Avram Stern no había reconocido a su propio hijo. Cuando Jonas dijo su nombre hebreo y el nombre de su madre, el zapatero cayó como fulminado. Mientras Rachel Jansen mantenía apartadas a las mujeres, hablaron de muchas cosas, pero Jonas fue rápidamente al grano. En un susurro casi inaudible, pidió a su padre que saliera del campo con él.

Avram se negó. Jonas no podía creerlo. ¡Igual que en Rostock!

Pero había una diferencia. Diez años antes, Avram se había negado a creer que Hitler traicionaría a los veteranos de la guerra. Las ilusiones se habían desvanecido, pero seguía tan obstinado como siempre. Decía que su conciencia le prohibía abandonar a otros judíos a la suerte que les aguardaba en Totenhausen. Jonas discutió con vehemencia -estuvo a punto de revelar la verdad sobre la misión-, pero no logró conmover a Avram. La única concesión que pudo arrancarle fue que si Jonas ayudara a todos a escapar, él también huiría. Y así, desbordando de furia e impotencia, Jonas le dijo a su padre que durmiera en la cuadra de las mujeres hasta su regreso.

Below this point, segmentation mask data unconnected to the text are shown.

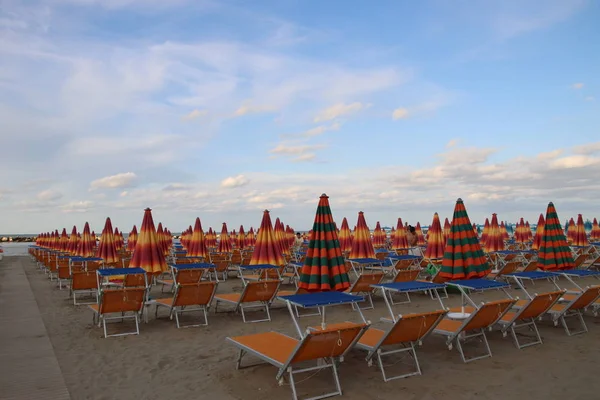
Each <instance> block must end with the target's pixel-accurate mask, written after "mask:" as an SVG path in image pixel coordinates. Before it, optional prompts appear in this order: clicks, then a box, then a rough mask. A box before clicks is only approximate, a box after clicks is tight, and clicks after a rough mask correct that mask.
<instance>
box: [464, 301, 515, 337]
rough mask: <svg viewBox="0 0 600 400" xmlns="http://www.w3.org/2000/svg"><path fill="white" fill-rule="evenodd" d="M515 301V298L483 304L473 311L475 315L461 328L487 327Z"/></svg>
mask: <svg viewBox="0 0 600 400" xmlns="http://www.w3.org/2000/svg"><path fill="white" fill-rule="evenodd" d="M515 302H516V300H497V301H490V302H489V303H485V304H483V305H482V306H481V307H480V308H479V309H477V310H476V311H475V315H473V316H472V317H471V318H470V319H469V320H468V322H467V323H466V324H465V326H464V328H463V329H462V330H463V331H465V332H466V331H470V330H473V329H483V328H487V327H488V326H490V325H492V324H494V323H495V322H496V321H498V319H500V318H501V317H502V316H503V315H504V313H505V312H506V310H508V308H509V307H511V306H512V305H513V304H514V303H515Z"/></svg>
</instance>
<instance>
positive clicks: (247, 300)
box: [240, 280, 280, 303]
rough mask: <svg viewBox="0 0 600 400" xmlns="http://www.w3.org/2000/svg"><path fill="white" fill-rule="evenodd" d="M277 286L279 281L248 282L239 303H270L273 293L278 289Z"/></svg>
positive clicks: (278, 284)
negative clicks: (257, 302) (243, 293)
mask: <svg viewBox="0 0 600 400" xmlns="http://www.w3.org/2000/svg"><path fill="white" fill-rule="evenodd" d="M279 284H280V282H279V280H264V281H254V282H248V283H247V284H246V287H245V289H244V295H243V296H242V299H240V302H241V303H246V302H254V301H270V300H271V299H272V298H273V296H275V293H276V292H277V289H278V288H279Z"/></svg>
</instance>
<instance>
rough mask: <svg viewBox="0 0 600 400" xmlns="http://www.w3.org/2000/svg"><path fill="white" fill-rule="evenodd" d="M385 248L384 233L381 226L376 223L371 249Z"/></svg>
mask: <svg viewBox="0 0 600 400" xmlns="http://www.w3.org/2000/svg"><path fill="white" fill-rule="evenodd" d="M384 246H385V232H384V231H383V230H382V229H381V224H380V223H379V221H377V224H376V225H375V230H374V231H373V247H374V248H380V247H384Z"/></svg>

Al volver a pie por las colinas, Stern se tranquilizó lo suficiente para pensar en un plan. La obstinación de su padre le obligaba a acometer una empresa que el mismo jefe del SOE consideraba imposible: encontrar la manera de matar a los guardias SS de Totenhausen con el gas tóxico y a la vez salvar a los prisioneros. Para eso necesitaba la ayuda de McConnell. Esa dependencia le era tan detestable como su propia incapacidad para llevar a cabo el plan original. Y no tenía la menor intención de revelar su debilidad al norteamericano.

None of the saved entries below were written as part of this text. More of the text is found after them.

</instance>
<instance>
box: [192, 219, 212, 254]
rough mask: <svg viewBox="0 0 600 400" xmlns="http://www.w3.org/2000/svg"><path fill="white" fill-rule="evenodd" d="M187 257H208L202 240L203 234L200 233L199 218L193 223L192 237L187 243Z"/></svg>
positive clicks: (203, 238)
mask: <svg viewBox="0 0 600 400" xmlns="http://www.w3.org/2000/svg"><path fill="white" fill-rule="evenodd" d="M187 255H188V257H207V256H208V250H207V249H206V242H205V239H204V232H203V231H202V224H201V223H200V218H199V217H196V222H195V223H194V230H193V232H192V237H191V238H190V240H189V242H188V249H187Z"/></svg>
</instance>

– Estoy dispuesto a tratar de salvar a los prisioneros -declaró Stern entre dientes-. Si usted me ayuda a matar a los SS, tomar las fotos que necesitan los ingleses y robar una muestra de Soman. Si se niega a ayudarme, atacaré y todos morirán, incluso tal vez usted y Fráulein Kaas.

– Cálmese -lo instó McConnell-. Siéntese y cierre el pico por un minuto, nada más.

Anna enderezó la silla y la colocó detrás de Stern, pero él no se sentó.

McConnell trató de sondear los pensamientos detrás del brillo cristalino de sus ojos, pero era como tratar de leer a través de un cristal de cuarzo negro. Stern tenía sus propias razones y se negaba a revelarlas, al menos por el momento.

– Está bien -dijo McConnell después de unos segundos de silencio-. Me parece un trato justo. Le ayudaré.

Más conmocionado por ese brusco cambio de posición que McConnell al escuchar su oferta, Stern tanteó torpemente hasta encontrar la silla y se sentó junto a la mesa.